You may ask “How did we get here?” In many cases companies did not implement systems and databases with the end in mind. Additionally, companies did not (or could not) know about each new system or piece of data that would eventually be needed. Or companies just relied on vendor solutions to solve a specific business case without considering the larger context of how the data in a solution fit into the overall architecture (for systems and data).
Defining and identifying master data in our organizations is one aspect of data unification. When master data is applied across an organization, the data is captured and verified once in the source system and then referenced in other databases, systems, processes, etc. This results in one source for data input and any changes to data in the source are reflected in the referencing databases, systems, and processes. Another benefit is the elimination of redundant quality checks and revalidation of data since it was input and verified at the source.
A potential pitfall of data unification or a data governance program within an organization is that it becomes siloed in the same manner that our systems are siloed today. This needs to be avoided. An example is when data governance is implemented at a functional or departmental level versus at an organizational level. Unfortunately, this will only create a larger departmental silo that includes data governance and systems. While it’s true that quick wins can occur at the functional level, if data are not connected organizationally, we will not achieve data unification.

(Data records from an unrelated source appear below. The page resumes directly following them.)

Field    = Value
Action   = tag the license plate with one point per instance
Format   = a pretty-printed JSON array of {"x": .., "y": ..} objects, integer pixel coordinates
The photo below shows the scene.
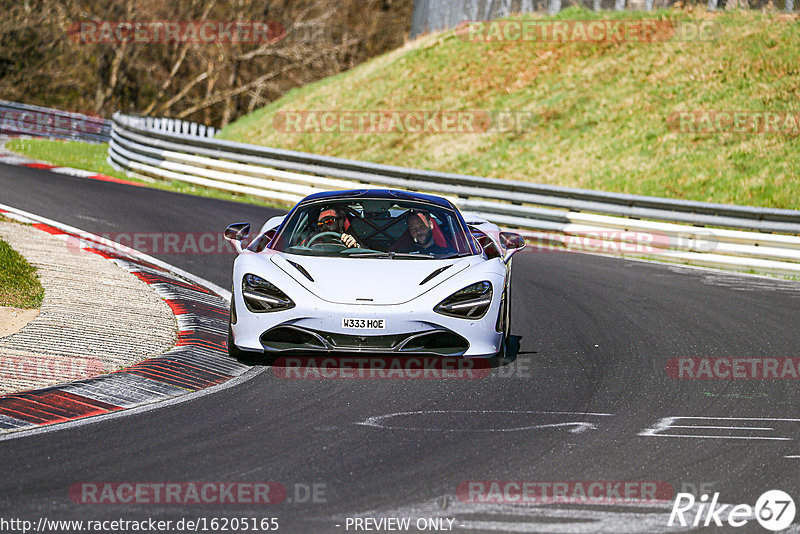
[{"x": 364, "y": 324}]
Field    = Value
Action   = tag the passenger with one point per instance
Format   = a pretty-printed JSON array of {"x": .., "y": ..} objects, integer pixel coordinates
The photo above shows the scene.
[{"x": 420, "y": 227}]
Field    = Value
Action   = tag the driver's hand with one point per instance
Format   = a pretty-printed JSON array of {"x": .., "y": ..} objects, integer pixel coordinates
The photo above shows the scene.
[{"x": 349, "y": 241}]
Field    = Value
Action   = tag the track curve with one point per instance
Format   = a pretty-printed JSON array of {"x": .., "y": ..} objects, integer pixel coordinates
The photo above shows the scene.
[{"x": 594, "y": 337}]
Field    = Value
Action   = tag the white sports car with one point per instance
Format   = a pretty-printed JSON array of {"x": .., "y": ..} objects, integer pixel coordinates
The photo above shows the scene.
[{"x": 378, "y": 271}]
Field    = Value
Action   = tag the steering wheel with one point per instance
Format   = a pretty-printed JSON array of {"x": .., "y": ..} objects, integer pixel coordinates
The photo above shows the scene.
[{"x": 314, "y": 238}]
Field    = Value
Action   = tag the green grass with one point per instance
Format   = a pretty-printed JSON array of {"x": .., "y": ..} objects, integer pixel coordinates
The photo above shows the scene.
[
  {"x": 92, "y": 157},
  {"x": 602, "y": 110},
  {"x": 19, "y": 284}
]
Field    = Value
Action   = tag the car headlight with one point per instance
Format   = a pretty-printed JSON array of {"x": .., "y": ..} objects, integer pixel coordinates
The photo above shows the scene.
[
  {"x": 261, "y": 296},
  {"x": 472, "y": 302}
]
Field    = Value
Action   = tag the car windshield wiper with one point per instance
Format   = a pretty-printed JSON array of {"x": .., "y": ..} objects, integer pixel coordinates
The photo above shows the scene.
[
  {"x": 392, "y": 255},
  {"x": 456, "y": 255}
]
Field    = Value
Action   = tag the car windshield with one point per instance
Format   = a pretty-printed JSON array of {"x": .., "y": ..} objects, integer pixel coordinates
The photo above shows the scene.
[{"x": 373, "y": 228}]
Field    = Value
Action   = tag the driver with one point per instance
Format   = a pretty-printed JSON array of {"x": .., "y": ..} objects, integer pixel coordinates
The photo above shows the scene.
[{"x": 332, "y": 220}]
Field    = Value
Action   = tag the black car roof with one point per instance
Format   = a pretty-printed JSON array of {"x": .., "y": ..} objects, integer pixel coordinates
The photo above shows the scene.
[{"x": 391, "y": 194}]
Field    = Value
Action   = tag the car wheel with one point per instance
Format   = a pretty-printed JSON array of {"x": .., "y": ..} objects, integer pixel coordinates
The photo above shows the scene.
[{"x": 506, "y": 311}]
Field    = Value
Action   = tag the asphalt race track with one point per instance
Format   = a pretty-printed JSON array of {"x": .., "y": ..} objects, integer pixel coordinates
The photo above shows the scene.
[{"x": 589, "y": 376}]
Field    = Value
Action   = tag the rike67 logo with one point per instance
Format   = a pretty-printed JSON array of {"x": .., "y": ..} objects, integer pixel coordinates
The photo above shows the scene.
[{"x": 774, "y": 510}]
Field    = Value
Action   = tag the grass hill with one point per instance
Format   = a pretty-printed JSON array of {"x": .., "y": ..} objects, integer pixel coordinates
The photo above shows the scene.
[{"x": 602, "y": 115}]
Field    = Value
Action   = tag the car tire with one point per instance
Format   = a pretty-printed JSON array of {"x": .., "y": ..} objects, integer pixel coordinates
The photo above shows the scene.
[{"x": 506, "y": 311}]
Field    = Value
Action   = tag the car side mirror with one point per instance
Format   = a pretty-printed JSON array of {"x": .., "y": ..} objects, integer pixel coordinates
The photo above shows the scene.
[
  {"x": 511, "y": 243},
  {"x": 236, "y": 233}
]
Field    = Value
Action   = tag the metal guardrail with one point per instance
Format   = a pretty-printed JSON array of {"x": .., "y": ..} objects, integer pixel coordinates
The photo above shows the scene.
[
  {"x": 36, "y": 121},
  {"x": 738, "y": 237},
  {"x": 437, "y": 15}
]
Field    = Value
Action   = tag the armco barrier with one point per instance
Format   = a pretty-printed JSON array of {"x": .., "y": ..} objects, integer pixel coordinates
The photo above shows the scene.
[
  {"x": 702, "y": 233},
  {"x": 36, "y": 121}
]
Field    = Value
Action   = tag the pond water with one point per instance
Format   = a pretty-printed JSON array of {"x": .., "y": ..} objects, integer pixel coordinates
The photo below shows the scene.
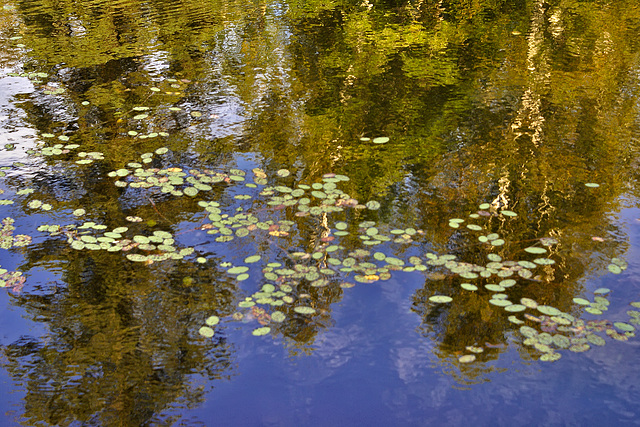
[{"x": 320, "y": 213}]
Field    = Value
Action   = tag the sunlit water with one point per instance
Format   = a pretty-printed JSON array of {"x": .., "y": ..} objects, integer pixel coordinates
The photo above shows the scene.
[{"x": 515, "y": 105}]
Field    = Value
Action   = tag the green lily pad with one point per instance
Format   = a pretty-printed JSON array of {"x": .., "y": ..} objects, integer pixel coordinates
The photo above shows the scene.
[
  {"x": 625, "y": 327},
  {"x": 467, "y": 358},
  {"x": 212, "y": 320},
  {"x": 261, "y": 331},
  {"x": 381, "y": 140},
  {"x": 252, "y": 259},
  {"x": 206, "y": 332},
  {"x": 304, "y": 310},
  {"x": 278, "y": 316},
  {"x": 615, "y": 269},
  {"x": 535, "y": 250},
  {"x": 441, "y": 299},
  {"x": 373, "y": 205}
]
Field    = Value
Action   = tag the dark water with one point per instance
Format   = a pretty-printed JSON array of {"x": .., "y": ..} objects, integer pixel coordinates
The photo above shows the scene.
[{"x": 253, "y": 106}]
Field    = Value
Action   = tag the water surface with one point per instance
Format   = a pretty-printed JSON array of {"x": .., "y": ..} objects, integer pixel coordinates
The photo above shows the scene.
[{"x": 173, "y": 170}]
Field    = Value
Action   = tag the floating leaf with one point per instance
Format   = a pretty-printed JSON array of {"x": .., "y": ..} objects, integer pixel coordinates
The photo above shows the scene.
[
  {"x": 238, "y": 270},
  {"x": 206, "y": 332},
  {"x": 373, "y": 205},
  {"x": 548, "y": 310},
  {"x": 261, "y": 331},
  {"x": 278, "y": 316},
  {"x": 615, "y": 269},
  {"x": 304, "y": 310},
  {"x": 625, "y": 327},
  {"x": 535, "y": 250},
  {"x": 213, "y": 320},
  {"x": 441, "y": 299},
  {"x": 467, "y": 358},
  {"x": 551, "y": 356},
  {"x": 252, "y": 259}
]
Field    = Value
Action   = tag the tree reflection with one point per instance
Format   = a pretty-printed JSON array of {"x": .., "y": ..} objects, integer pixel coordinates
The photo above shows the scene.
[{"x": 484, "y": 103}]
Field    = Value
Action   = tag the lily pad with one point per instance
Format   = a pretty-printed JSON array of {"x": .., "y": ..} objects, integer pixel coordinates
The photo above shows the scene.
[
  {"x": 304, "y": 310},
  {"x": 206, "y": 332},
  {"x": 441, "y": 299},
  {"x": 261, "y": 331},
  {"x": 535, "y": 250},
  {"x": 467, "y": 358}
]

Organizations need to treat data as an asset and not an afterthought and invest in the people, processes, and systems to unlock the benefits of unified data. Achieving a unified data framework requires a corporate mandate, prioritization, and funding to establish data governance, master data (and data) mapping, and standards across the organization. Cross-functional data governance bodies need to be empowered to be stewards for the data unification framework and enforce data reviews for new systems, upgrades, and changes.
Having unified data will allow companies to comply with increasingly granular data requirements from health authorities. A unified data model will reduce redundant activities that occur today by eliminating the need to duplicate data from system to system and eliminate the need for quality checks since the data is verified in the source system. Unified data also opens opportunities to use digital tools like Artificial Intelligence (AI), Machine Learning (ML), and Robotic Process Automation (RPA) to improve process efficiency and quality along with building algorithms to analyze data as inputs into research and development or regulatory strategies.
Companies that embrace and prioritize unifying their data can meet compliance requirements and utilize trusted, curated data to unlock digital technology to improve processes and systems. Unified data can eliminate redundant processes and streamline data flows which can reduce the time to deliver life changing medicines to patients.